In any case, it is not possible, as far as I know (and I'm pretty certain) to have a renewal configuration file with more than one authenticator. That is the issue here: the manual authenticator. Challenge type isn't really the question here: certbot sees a renewal file with the manual authenticator without any manual-auth-hook set. Challenge type isn't the issue here and --allow-subset-of-names doesn't fix anything.
2 Likes
And with that blow you have defeated your opponent: Check Mate!
1 Like
Look at me, winning at chess for a change 
3 Likes
I thought it might suppress the error.

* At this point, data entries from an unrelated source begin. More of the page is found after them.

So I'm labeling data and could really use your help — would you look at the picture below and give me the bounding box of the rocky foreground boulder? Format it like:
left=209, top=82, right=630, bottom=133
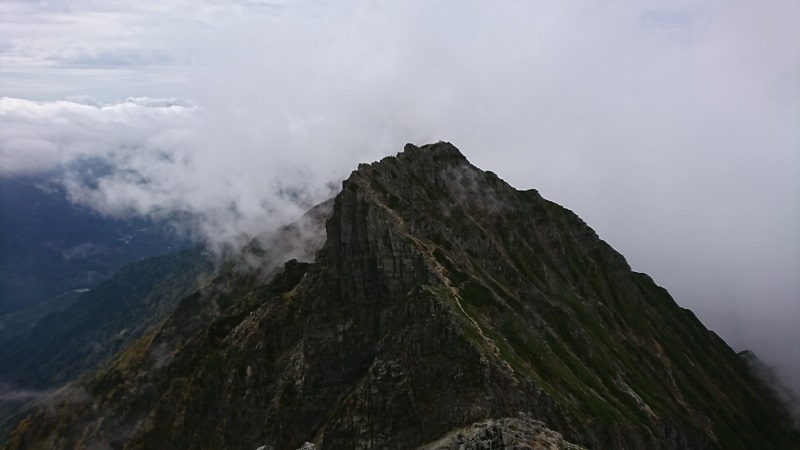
left=7, top=142, right=800, bottom=450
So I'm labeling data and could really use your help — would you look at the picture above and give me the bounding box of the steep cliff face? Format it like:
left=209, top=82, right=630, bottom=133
left=9, top=143, right=799, bottom=450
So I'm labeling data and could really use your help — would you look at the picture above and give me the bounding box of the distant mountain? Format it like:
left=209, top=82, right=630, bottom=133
left=0, top=175, right=190, bottom=338
left=0, top=248, right=215, bottom=438
left=7, top=142, right=800, bottom=450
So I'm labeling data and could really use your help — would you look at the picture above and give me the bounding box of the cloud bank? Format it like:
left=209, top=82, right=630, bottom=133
left=0, top=0, right=800, bottom=394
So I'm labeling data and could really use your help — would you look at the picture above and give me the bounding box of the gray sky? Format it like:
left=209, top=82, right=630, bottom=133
left=0, top=0, right=800, bottom=389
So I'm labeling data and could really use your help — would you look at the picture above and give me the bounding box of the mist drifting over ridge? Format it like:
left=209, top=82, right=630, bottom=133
left=0, top=1, right=800, bottom=402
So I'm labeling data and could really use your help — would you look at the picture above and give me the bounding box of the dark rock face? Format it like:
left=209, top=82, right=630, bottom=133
left=9, top=143, right=799, bottom=450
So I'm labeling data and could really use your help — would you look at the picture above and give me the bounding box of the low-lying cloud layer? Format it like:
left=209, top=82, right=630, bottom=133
left=0, top=0, right=800, bottom=398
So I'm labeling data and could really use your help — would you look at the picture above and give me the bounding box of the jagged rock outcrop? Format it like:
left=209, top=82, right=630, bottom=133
left=3, top=143, right=798, bottom=450
left=417, top=414, right=585, bottom=450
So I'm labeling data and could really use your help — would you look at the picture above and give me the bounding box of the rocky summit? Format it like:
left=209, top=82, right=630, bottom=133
left=7, top=142, right=800, bottom=450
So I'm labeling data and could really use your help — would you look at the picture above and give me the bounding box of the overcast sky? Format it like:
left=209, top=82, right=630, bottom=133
left=0, top=0, right=800, bottom=388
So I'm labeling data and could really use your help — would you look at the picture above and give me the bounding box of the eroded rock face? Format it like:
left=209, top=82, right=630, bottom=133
left=10, top=143, right=797, bottom=450
left=417, top=413, right=585, bottom=450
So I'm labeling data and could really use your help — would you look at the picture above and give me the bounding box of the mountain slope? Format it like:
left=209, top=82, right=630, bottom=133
left=4, top=143, right=798, bottom=449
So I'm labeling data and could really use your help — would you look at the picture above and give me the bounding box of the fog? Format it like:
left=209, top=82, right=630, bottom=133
left=0, top=0, right=800, bottom=398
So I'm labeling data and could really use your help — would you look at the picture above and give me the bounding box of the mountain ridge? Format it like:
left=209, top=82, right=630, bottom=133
left=8, top=142, right=797, bottom=449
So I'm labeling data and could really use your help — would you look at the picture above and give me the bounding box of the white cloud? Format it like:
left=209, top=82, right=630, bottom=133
left=0, top=0, right=800, bottom=392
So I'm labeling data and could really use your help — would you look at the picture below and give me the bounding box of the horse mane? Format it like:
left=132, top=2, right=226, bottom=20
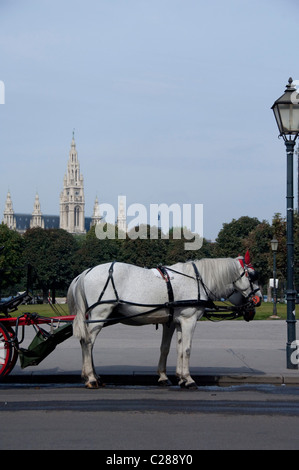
left=187, top=258, right=240, bottom=300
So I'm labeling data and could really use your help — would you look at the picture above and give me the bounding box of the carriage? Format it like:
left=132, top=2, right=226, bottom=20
left=0, top=253, right=262, bottom=388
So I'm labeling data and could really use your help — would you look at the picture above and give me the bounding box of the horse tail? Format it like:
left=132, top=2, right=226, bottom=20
left=67, top=272, right=89, bottom=341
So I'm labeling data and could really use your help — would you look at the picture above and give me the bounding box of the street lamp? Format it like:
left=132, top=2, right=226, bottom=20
left=271, top=78, right=299, bottom=369
left=271, top=238, right=278, bottom=318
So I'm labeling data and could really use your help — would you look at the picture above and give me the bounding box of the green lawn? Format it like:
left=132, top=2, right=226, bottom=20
left=6, top=302, right=299, bottom=320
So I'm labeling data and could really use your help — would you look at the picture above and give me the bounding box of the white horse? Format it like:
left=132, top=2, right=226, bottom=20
left=67, top=258, right=262, bottom=388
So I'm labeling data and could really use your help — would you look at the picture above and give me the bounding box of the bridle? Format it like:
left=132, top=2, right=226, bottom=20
left=231, top=256, right=260, bottom=304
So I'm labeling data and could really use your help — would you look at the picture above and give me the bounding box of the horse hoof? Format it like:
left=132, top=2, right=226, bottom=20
left=158, top=379, right=172, bottom=387
left=185, top=382, right=198, bottom=390
left=85, top=380, right=99, bottom=390
left=179, top=382, right=197, bottom=390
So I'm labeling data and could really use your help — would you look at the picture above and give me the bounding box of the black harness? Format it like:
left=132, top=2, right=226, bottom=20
left=86, top=261, right=258, bottom=326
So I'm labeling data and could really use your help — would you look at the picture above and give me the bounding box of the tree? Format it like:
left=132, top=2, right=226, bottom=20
left=24, top=228, right=77, bottom=302
left=215, top=216, right=261, bottom=258
left=244, top=221, right=273, bottom=285
left=0, top=223, right=25, bottom=294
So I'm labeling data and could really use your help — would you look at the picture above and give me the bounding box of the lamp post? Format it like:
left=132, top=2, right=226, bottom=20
left=271, top=78, right=299, bottom=369
left=271, top=238, right=278, bottom=318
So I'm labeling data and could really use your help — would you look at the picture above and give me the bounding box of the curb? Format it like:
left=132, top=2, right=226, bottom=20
left=0, top=373, right=299, bottom=388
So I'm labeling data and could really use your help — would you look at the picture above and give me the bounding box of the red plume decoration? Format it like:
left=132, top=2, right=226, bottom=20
left=244, top=250, right=252, bottom=268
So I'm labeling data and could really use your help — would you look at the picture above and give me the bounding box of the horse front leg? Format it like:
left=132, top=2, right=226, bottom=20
left=176, top=315, right=197, bottom=389
left=158, top=321, right=175, bottom=386
left=80, top=327, right=102, bottom=388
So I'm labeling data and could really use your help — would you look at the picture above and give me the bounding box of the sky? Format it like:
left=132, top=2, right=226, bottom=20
left=0, top=0, right=299, bottom=240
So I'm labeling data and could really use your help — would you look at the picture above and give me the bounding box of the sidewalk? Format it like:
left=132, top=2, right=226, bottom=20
left=5, top=320, right=299, bottom=386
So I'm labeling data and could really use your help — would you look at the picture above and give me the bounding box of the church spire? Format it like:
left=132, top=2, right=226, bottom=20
left=60, top=130, right=85, bottom=233
left=3, top=190, right=17, bottom=229
left=30, top=193, right=45, bottom=228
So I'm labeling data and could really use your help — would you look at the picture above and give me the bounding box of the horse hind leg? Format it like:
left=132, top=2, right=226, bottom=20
left=157, top=322, right=175, bottom=386
left=176, top=317, right=197, bottom=389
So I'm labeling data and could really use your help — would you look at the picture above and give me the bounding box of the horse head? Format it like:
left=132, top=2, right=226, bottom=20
left=228, top=250, right=262, bottom=321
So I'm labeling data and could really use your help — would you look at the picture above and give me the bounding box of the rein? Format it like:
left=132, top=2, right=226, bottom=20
left=85, top=261, right=252, bottom=327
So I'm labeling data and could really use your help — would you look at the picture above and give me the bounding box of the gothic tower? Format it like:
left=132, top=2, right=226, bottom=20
left=3, top=191, right=17, bottom=229
left=30, top=193, right=45, bottom=228
left=60, top=132, right=85, bottom=233
left=90, top=197, right=102, bottom=227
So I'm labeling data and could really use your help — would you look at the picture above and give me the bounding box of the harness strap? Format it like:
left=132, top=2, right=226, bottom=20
left=85, top=261, right=119, bottom=315
left=157, top=265, right=174, bottom=323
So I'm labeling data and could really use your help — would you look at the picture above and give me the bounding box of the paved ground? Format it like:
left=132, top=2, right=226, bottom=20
left=4, top=320, right=299, bottom=385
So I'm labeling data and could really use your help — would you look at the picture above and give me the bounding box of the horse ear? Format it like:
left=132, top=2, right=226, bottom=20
left=244, top=250, right=250, bottom=265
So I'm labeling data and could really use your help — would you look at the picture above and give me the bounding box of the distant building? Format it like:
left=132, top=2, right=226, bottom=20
left=3, top=132, right=113, bottom=234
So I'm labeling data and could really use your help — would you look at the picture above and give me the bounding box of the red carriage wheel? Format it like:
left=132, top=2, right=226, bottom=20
left=0, top=322, right=13, bottom=377
left=0, top=326, right=19, bottom=376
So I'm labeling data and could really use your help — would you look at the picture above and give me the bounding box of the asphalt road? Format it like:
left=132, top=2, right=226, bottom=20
left=0, top=384, right=299, bottom=452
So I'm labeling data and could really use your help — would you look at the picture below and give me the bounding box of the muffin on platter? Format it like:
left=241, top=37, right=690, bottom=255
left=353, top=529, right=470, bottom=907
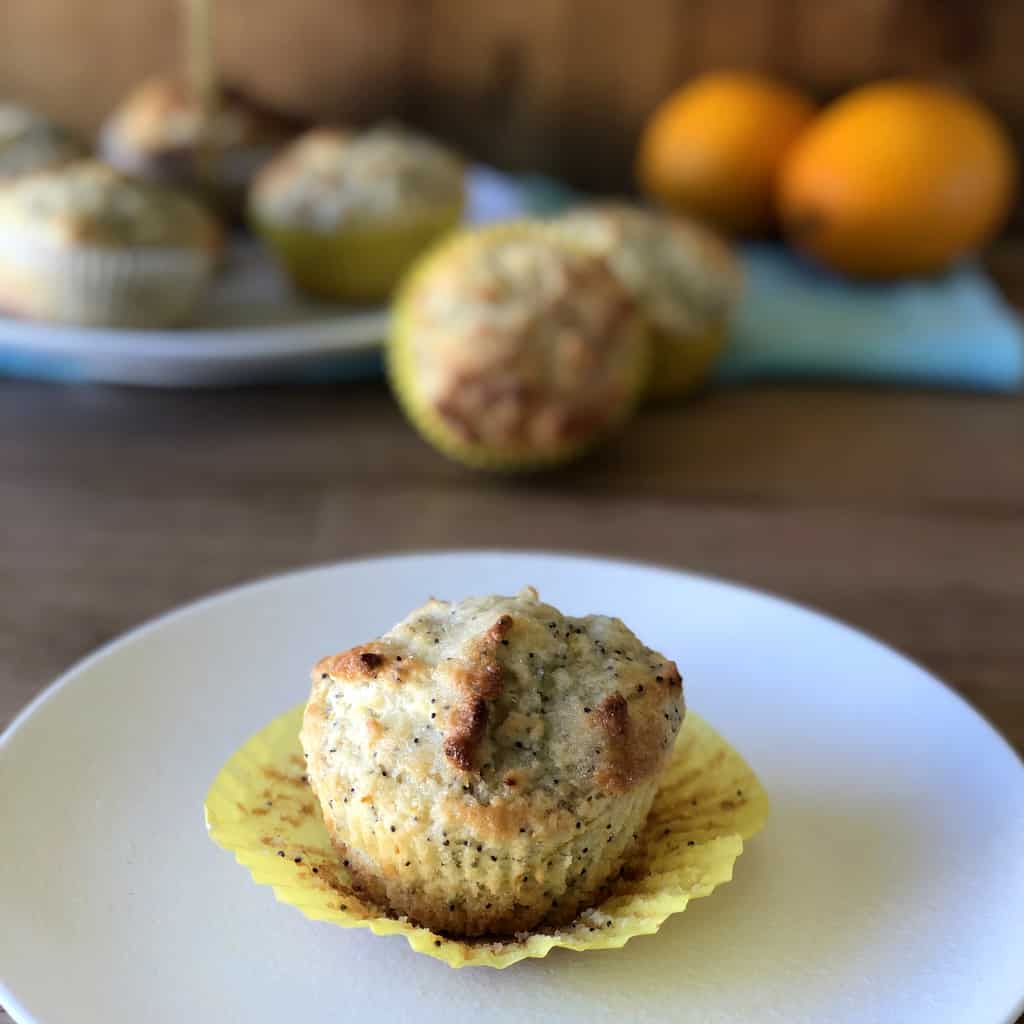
left=250, top=126, right=465, bottom=303
left=99, top=77, right=294, bottom=218
left=388, top=221, right=649, bottom=469
left=0, top=160, right=221, bottom=327
left=301, top=588, right=685, bottom=936
left=0, top=103, right=83, bottom=181
left=561, top=203, right=740, bottom=398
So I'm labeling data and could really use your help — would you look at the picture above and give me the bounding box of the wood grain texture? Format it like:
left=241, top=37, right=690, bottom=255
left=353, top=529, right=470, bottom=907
left=0, top=165, right=1024, bottom=1024
left=0, top=0, right=1024, bottom=199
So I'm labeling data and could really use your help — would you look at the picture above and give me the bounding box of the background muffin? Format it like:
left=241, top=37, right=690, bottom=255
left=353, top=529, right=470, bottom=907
left=388, top=222, right=648, bottom=467
left=563, top=203, right=740, bottom=397
left=250, top=127, right=465, bottom=302
left=99, top=78, right=294, bottom=217
left=0, top=161, right=220, bottom=327
left=0, top=103, right=83, bottom=180
left=301, top=589, right=684, bottom=936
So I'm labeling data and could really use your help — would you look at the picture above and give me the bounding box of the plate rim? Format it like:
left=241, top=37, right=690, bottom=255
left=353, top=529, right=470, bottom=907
left=0, top=547, right=1024, bottom=770
left=0, top=547, right=1024, bottom=1024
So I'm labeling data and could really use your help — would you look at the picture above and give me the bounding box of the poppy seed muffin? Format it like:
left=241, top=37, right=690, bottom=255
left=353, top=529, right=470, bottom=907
left=0, top=160, right=221, bottom=327
left=98, top=77, right=294, bottom=219
left=560, top=202, right=741, bottom=398
left=0, top=103, right=83, bottom=180
left=249, top=125, right=465, bottom=302
left=387, top=221, right=650, bottom=469
left=301, top=588, right=684, bottom=936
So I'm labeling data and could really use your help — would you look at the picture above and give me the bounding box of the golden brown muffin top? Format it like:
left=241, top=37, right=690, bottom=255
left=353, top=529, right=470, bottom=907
left=303, top=588, right=684, bottom=840
left=0, top=103, right=82, bottom=179
left=562, top=202, right=740, bottom=334
left=397, top=223, right=646, bottom=452
left=252, top=126, right=464, bottom=230
left=103, top=77, right=290, bottom=156
left=0, top=160, right=220, bottom=249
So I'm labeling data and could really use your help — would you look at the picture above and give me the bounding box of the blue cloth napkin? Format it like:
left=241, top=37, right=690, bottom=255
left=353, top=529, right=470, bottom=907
left=716, top=245, right=1024, bottom=391
left=499, top=171, right=1024, bottom=391
left=0, top=167, right=1024, bottom=391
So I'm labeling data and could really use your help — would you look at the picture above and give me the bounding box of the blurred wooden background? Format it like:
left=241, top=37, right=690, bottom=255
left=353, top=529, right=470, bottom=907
left=0, top=0, right=1024, bottom=189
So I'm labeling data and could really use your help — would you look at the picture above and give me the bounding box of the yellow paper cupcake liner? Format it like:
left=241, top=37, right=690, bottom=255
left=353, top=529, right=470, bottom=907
left=385, top=220, right=650, bottom=472
left=206, top=705, right=768, bottom=968
left=252, top=204, right=462, bottom=303
left=647, top=318, right=728, bottom=400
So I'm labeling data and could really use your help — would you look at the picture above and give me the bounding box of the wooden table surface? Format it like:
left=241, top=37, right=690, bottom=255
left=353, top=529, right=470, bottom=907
left=0, top=356, right=1024, bottom=1021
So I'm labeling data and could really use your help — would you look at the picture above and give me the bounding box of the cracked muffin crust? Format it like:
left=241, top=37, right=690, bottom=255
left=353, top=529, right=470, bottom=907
left=389, top=221, right=649, bottom=467
left=301, top=588, right=684, bottom=936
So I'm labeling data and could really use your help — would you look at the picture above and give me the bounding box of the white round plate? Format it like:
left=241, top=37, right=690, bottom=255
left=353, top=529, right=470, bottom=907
left=0, top=239, right=388, bottom=387
left=0, top=166, right=539, bottom=387
left=0, top=552, right=1024, bottom=1024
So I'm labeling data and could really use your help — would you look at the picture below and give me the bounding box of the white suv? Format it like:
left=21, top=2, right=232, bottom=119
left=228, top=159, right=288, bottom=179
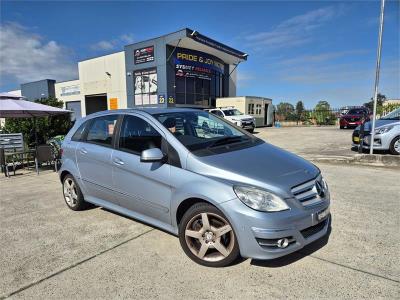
left=210, top=107, right=256, bottom=132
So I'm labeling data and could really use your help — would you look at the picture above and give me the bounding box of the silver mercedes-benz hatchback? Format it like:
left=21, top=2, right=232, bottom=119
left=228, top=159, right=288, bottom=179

Maybe not though.
1 Like
But how and why would it do that?
2 Likes
Because it internally allows certbot to continue when a validation error occurs (like not having a hook).
1 Like
But that's no use when all the hostnames are going to use the same non-functional authenticator.
Certbot will just quit:
2 Likes
what about any remaining certs to be renewed? skipped or ?
1 Like
Certbot should just continue with the rest.
2 Likes
Thanks for checking those. 
There are just certain behavioral regions I don't see enough to know the outcome.
2 Likes
This topic was automatically closed 30 days after the last reply. New replies are no longer allowed.